Capital management and balance sheet flexibility

Dardis said the firm ended the quarter with over $4.1 billion of cash and discretionary investments. She highlighted what she called the company’s “40th consecutive annual increase” in the quarterly dividend to $1.30 per share. She also said the company repurchased $340 million of stock in the first quarter, largely toward quarter-end, and ended March with 214.9 million common shares outstanding.

In response to a question on M&A appetite, Sharps said T. Rowe Price expects to participate in industry consolidation “over time” if opportunities offer cultural fit and either expand capabilities or deepen client reach. He added that the company is evaluating multiple capital deployment options—including M&A, share repurchases, and investing in the business through seed and co-invest—and said he does not see “any need for our cash levels to build from here.”

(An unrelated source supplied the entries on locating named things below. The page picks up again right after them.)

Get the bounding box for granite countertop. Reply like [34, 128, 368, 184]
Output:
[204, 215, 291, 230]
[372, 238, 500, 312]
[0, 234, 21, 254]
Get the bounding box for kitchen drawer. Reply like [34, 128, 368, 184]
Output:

About T. Rowe Price Group NASDAQ: TROW

T. Rowe Price Group, Inc is a global investment management firm headquartered in Baltimore, Maryland, founded by Thomas Rowe Price Jr. in 1937. The company provides a broad range of investment products and services for individual investors, financial intermediaries, retirement plan sponsors and institutional clients. Its offerings are built around active investment management and in-house research across equity, fixed income and multi-asset strategies, reflecting a long history as a research-driven asset manager.

The firm's product lineup includes mutual funds, separate accounts, collective investment trusts, target-date and target-risk funds, and managed account solutions, as well as services for defined contribution and defined benefit retirement plans.